Now that Bill Clinton has forever demolished
the curious notion that he
was the first black
president, it may be that there actually were six black commander-in-chiefs before him.
Thomas Jefferson, Andrew Jackson, Abraham Lincoln, Warren G. Harding, Calvin Coolidge and Dwight Eisenhower may have all had black ancestors, according to a report in the North Star News.
The newspaper quotes black historians who researched the ancestry of our presidents. Early on in American history, the “one-drop rule” was instituted. That meant if one drop of Negro blood could be traced back in a person’s ancestry, then no matter how white they looked, no matter how white they had been raised, no matter what, they were black.

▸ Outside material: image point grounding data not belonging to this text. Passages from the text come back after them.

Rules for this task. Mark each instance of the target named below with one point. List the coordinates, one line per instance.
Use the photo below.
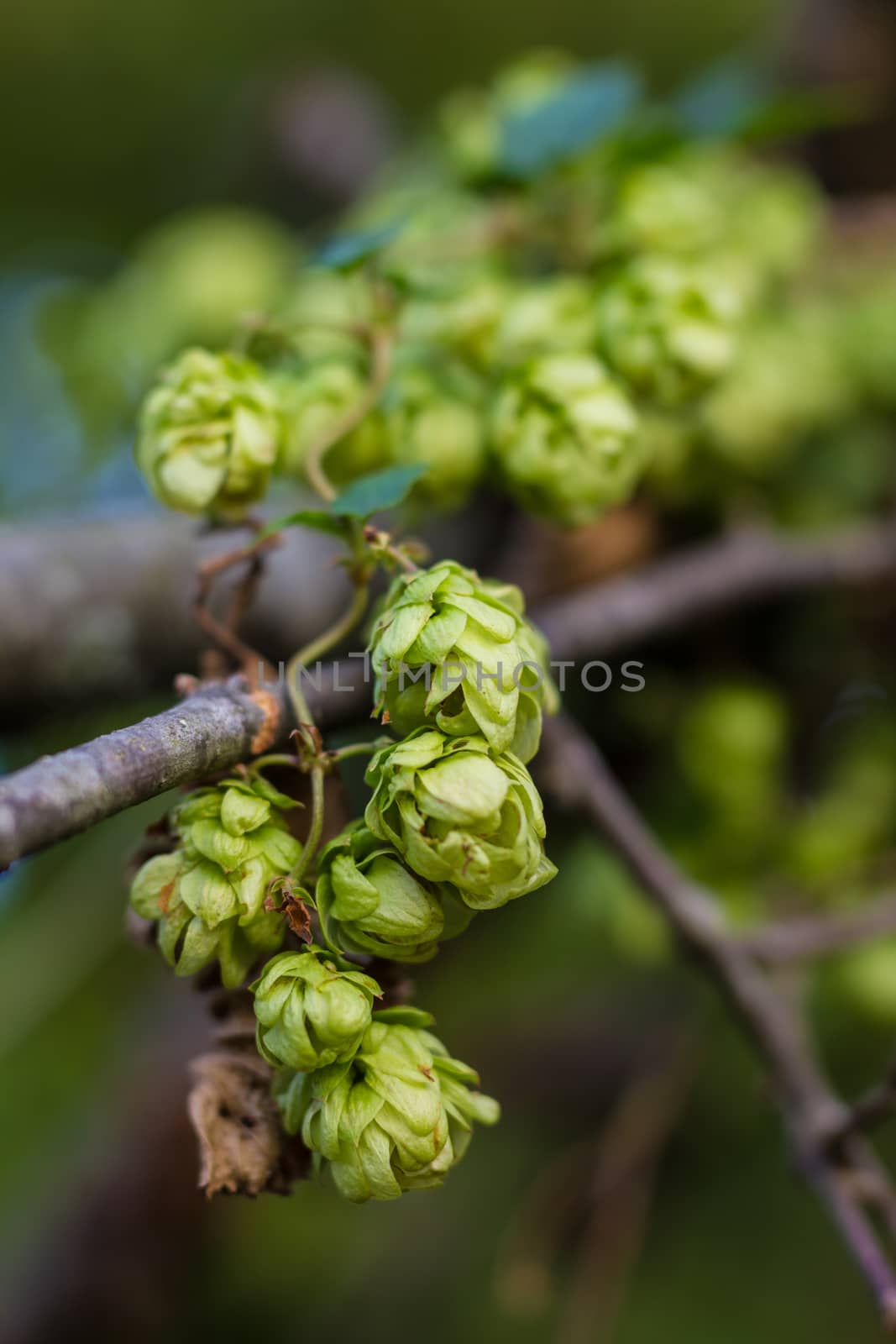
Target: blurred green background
(116, 118)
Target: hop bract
(454, 649)
(396, 1117)
(437, 421)
(566, 438)
(208, 895)
(311, 1011)
(313, 400)
(369, 902)
(788, 383)
(210, 434)
(669, 328)
(457, 811)
(546, 316)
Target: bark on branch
(739, 568)
(60, 796)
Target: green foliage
(208, 895)
(378, 492)
(398, 1117)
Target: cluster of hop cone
(454, 826)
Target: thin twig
(380, 342)
(846, 1176)
(815, 936)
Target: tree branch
(103, 609)
(844, 1173)
(813, 936)
(63, 795)
(739, 568)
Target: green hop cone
(712, 203)
(369, 902)
(311, 1011)
(566, 438)
(674, 206)
(544, 318)
(454, 649)
(668, 328)
(313, 400)
(208, 895)
(461, 313)
(210, 434)
(437, 421)
(459, 812)
(396, 1117)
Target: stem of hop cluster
(305, 721)
(380, 344)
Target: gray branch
(839, 1164)
(741, 568)
(62, 795)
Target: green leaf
(719, 100)
(354, 249)
(318, 519)
(584, 111)
(379, 491)
(405, 1016)
(734, 98)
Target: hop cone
(396, 1117)
(566, 438)
(311, 1012)
(369, 902)
(210, 434)
(208, 895)
(457, 811)
(437, 421)
(668, 328)
(550, 316)
(453, 624)
(313, 400)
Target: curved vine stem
(305, 721)
(380, 343)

Of course, the reality was just the opposition. Enslaved African women were getting equal doses of white blood for their offspring when their white slave masters and overseers routinely raped them. Those half-white children were born into slavery and were in turn impregnated by white masters and overseers. The offspring of the mulattoes and their white masters were called quadroons. Another white master dip in that genetic pool a generation later produced octoroons. Somewhere along that racial recession, those kind of black people started becoming white. They escaped the plantation, moved elsewhere and blended into the dominant white society.
Following that historical racial development, according to the North Star News, one historian says Dwight Eisenhower's mother, Ida Elizabeth Stover Eisenhower, was black.

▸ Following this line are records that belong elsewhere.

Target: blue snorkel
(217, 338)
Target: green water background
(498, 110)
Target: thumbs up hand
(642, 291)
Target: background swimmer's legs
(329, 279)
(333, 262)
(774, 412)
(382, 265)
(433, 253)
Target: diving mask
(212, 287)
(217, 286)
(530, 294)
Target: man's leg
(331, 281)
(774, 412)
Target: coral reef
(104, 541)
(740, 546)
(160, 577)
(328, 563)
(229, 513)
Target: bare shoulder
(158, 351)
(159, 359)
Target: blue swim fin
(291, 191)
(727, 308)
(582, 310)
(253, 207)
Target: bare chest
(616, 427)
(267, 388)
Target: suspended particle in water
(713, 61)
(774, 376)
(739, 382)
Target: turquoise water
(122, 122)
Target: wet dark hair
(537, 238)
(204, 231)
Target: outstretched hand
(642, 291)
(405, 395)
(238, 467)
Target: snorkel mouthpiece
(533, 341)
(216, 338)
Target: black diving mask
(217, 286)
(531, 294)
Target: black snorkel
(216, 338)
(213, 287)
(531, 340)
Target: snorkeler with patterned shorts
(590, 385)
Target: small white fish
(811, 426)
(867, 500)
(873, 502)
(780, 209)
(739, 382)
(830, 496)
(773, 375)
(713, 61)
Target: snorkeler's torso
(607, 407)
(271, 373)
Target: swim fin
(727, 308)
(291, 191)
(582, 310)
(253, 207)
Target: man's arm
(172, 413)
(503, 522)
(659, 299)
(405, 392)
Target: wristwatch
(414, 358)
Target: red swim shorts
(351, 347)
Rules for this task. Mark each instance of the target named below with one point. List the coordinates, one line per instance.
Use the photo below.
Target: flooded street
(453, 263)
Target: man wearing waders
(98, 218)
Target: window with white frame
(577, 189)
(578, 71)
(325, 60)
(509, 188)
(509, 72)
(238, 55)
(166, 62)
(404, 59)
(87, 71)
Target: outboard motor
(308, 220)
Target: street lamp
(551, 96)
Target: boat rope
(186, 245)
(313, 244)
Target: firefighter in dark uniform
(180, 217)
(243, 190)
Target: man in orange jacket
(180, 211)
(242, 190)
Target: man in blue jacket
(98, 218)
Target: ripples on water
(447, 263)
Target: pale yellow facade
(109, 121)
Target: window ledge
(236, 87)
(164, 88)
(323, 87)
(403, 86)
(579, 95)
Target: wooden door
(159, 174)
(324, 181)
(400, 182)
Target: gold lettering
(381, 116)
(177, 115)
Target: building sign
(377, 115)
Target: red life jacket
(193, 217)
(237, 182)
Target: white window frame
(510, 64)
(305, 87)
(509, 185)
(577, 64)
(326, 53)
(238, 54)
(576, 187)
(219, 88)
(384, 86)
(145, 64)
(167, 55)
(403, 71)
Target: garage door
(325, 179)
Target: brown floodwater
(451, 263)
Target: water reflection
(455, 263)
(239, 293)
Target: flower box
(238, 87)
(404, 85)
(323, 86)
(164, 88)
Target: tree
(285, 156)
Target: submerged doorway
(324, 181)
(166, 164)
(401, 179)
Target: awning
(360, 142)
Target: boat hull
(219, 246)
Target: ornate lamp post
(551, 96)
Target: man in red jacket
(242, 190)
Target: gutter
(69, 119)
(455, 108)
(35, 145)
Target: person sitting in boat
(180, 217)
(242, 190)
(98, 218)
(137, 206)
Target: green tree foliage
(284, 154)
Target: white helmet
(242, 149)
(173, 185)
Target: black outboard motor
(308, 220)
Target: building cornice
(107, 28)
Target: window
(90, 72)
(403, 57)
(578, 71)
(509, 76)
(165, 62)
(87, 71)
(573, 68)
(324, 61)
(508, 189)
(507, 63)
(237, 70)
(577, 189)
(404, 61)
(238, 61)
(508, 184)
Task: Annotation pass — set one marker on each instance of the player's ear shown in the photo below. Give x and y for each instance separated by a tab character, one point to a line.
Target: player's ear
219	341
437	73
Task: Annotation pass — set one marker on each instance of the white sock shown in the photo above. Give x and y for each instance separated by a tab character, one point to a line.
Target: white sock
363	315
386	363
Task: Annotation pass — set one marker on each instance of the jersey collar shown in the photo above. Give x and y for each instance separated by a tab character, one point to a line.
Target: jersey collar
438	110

The painting above by my wife, artist Joyce Owens, is of Louise Evans, a former slave from North Carolina who was interviewed and photographed during the WPA era. You wouldn’t know the woman was black to look at her. There are many more of you out there. Applying the one-drop rule, a fourth of all Americans who think they are white may, in fact, be black.
Now back to our white/black presidents. Here’s how the April-May 2008 North Star News begins:
Barack Obama May Become The Seventh
Not The First, Black President
If Sen. Barack Obama wins the Democratic nomination for preside
nt and goes on to win the White House, he would be the seventh, not the first black man to occupy the oval office, according to three black historians whose work to uncover the racial backgrounds of U.S. presidents has been largely ignored until now.
Black male historians have written extensively that Thomas Jefferson, Andrew Jackson, Abraham Lincoln, Warren G. Harding, Calvin Coolidge and Dwight Eisenhower had black ancestors. These historians are Joel A. Rodgers, Dr. Leroy Vaughn, and Dr. Auset Bakhufu.
Black historians, however, were not the first to write about the five presidents' racially mixed families. White historians and political opponents also wrote about the men's black ancestors, but the books were either destroyed, went out of print or are hard to find.
A common theme associated with the earlier black presidents is that they all passed for white, sometimes destroying family photographs and letters, to hide their racial backgrounds.
Sen. Obama cannot obviously pass for white because of his dark skin color. Obama makes it clear he is the son of a Kenyan economist and white female anthropologist.
Interracial relationships between black women and white men explain the racial backgrounds of some of the presidents, but not all.
Sexual relationships between black men and white women have produced offspring. Andrew Jackson, the nation's seventh's president, was the son of a black man and an Irish woman, according to historians.
Interracial relationships between black men and Native American women also produced racially mixed offspring.
Rodgers, who died in 1966, wrote the book The Five Black Presidents, and Dr. Vaughn devotes a chapter to the five black presidents in his Black People and Their Place in World History. Rogers and Vaughn agree Jefferson, Jackson, Lincoln, Harding and Coolidge had black ancestors.
Dr. Auset Bakhufu, author of The Six Black Presidents' Black Blood: White Masks includes Eisenhower.
Despite author Toni Morrison's 1998 New Yorker magazine article that claims Bill Clinton is the nation's first black president because of his womanizing and frequenting McDonald's restaurants, Clinton is not listed.